My mate Asho, owner of the Footstomp label was so excited about Paul Kelly’s new album Life Is Fine that he wanted its release date to be declared a national holiday. Too right I say! The man is a national living treasure, or as Archie Roach put it so succinctly, he is our bard. But even Paul Kelly’s most ardent fans may have been feeling a little perplexed of late.
Paul Kelly’s most recent releases have been anything but conventional. Conversations with Ghosts was poetry put to music; Spring and Fall was an album dedicated to the idea of a song cycle, The Merri Soul Sessions featured guest vocalists singing Paul’s songs; Seven Sonnets and a Song were Shakespeare’s sonnets set to music; while Death’s Dateless Night (with Charlie Owen) – was an album dedicated to funeral songs. It’s not surprising that his record company kept asking him “when are you going to do a normal record?”
Life is Fine is chock full of 3 minute melodic pop gems, strident little rockers and songs of wistful reflection on love and loss. It’s humorous, hummable, poignant and provocative. It’s vintage Paul Kelly.
Already Life Is Fine has drawn comparisons to his classic albums from the 80’s like Gossip and Under The Sun. Fair enough, but it would be a mistake to assume that this album is some kind of retro throwback to days gone by. The songs on Life Is Fine bear the mark of a man whose youthful spirit and wonder have been supplanted by an older soul looking back on what he has lost in songs like the sublime Petrichor (with stunning slide guitar from Lucky Oceans) and the album opener Rising Moon.
Yet even in the album’s most melancholy moments it always finds an uplifting spirit. From Cameron Bruce’s first piano chords on Rising Moon with its solemn backing chorus building to the full thrust of the band as Kelly shouts out “My poor heart jumped right out of my chest!” the lyric is both a celebration of his love and the loss after she’s gone.
Regret and yearning have always been the stock tools of Paul Kelly’s trade, but even as he enters his seventh decade he still finds so much optimism and zest for life. In Firewood and Candles he’s cooking up a storm in the kitchen, but that’s just an entrée for the main course as he questions: “is that the gods come to Earth, or a mule kicking in our stall?”

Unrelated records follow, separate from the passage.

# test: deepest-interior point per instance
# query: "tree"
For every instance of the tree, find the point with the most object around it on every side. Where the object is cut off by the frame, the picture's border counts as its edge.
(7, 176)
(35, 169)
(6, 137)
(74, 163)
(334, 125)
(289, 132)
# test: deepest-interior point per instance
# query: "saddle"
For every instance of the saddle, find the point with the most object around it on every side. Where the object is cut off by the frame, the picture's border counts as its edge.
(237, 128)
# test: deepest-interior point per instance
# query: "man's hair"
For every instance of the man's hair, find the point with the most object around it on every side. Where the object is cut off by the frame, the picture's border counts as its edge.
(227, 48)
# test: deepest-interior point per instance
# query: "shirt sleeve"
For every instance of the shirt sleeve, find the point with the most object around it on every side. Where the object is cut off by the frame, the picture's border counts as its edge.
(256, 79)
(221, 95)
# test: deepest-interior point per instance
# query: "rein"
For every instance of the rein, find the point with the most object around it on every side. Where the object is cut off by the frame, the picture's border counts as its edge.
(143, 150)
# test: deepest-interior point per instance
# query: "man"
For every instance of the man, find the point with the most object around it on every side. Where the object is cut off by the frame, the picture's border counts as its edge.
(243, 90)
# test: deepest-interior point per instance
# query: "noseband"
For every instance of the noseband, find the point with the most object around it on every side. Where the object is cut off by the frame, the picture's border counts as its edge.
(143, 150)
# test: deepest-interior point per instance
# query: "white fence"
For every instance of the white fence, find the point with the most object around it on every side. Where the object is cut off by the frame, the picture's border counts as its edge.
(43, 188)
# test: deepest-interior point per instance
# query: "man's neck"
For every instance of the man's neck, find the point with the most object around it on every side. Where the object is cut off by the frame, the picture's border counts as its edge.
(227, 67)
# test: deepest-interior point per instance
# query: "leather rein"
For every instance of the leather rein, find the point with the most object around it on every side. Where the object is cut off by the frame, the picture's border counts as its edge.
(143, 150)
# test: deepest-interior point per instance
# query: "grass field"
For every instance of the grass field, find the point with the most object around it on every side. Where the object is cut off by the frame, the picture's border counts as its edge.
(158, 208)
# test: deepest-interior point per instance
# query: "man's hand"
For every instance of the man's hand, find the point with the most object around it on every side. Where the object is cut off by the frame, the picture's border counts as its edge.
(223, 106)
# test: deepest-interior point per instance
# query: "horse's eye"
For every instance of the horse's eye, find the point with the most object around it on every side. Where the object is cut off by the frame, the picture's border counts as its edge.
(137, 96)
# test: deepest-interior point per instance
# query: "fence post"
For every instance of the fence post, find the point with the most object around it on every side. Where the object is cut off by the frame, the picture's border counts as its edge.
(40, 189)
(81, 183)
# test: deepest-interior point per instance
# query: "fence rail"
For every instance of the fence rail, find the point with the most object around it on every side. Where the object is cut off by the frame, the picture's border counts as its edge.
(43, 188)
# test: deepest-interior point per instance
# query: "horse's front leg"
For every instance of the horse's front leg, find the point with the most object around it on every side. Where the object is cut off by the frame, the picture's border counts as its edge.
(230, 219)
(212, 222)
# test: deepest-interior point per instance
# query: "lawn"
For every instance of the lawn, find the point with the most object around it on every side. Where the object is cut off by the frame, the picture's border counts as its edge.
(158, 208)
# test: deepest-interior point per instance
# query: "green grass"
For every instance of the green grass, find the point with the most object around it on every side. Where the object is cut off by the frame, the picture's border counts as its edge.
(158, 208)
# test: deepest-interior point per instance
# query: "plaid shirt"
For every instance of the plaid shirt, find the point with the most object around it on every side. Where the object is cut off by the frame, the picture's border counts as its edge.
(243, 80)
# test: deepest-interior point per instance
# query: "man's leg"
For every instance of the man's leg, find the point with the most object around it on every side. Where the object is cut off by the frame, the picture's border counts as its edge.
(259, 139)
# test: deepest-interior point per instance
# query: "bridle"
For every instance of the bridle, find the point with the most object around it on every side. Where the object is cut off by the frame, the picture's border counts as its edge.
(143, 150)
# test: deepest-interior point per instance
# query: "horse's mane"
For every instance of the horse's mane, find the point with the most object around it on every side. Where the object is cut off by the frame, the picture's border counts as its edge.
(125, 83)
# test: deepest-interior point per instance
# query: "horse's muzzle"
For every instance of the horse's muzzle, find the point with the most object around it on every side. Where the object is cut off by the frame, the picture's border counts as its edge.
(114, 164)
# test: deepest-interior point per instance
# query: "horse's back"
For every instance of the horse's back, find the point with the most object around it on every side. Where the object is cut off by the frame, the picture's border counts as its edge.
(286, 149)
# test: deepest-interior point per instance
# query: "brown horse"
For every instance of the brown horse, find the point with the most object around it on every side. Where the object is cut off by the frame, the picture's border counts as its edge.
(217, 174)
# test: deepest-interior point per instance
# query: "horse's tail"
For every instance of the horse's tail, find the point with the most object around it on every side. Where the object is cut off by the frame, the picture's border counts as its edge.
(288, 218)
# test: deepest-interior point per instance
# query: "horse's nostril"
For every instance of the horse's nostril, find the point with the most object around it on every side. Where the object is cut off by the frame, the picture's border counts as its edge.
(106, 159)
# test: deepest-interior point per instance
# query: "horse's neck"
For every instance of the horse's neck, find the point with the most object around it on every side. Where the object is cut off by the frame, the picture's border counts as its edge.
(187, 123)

Even when he’s amusedly exploring the delicate affliction that is man flu with Vika Bull superbly channeling Bessie Smith, Paul Kelly still can’t leave sex out of the picture: “He’s off his wine and bread, he even said no to head!”
And Bessie’s not the only great Kelly is content to resurrect. Leah: The Sequel picks up where Roy Orbison’s story left off. The Big O’s dive for a pearl for his South Pacific girl ended questionably – was it a tragedy or just a bad dream? Kelly’s cheeky response is that it is both – the man is rescued by his dream girl, but she’s hidden his snorkel and says he’s never going diving again. Now he sweeps the floor of her old man’s cannery living out her ten year plan. All the while Vika and Linda Bull enchant us with their haunting siren call.
Letter in the Rain is pure Paul Kelly. An evocative tale embracing nature and religious imagery with a gentle reflection on the fragility of lost love over the sweetest melody. While I Smell Trouble is all atmospheric menace. There’s no allusion to what the trouble is, the protagonist is caught in trouble’s path like a rabbit in the headlights, an all too familiar frame of mind. In many ways it feels more like Paul’s earlier work than anything else on the record.
The title track is based on a poem written by Langston Hughes but as always Paul manages to make those words sound like his own. A man rejected by a lover who contemplates ending it all, but ultimately takes on the resolve:
Though you may see me holler
And you may see me cry
I’ll be dogged sweet baby
If you’re gonna see me die.
Life is fine! Life as wine! Life is fine!
As Paul Kelly hits the upper registers of his range in delivering those last lines his heart is singing. Through all of life’s ups and downs we go on. Just be thankful Paul Kelly is on that journey with us.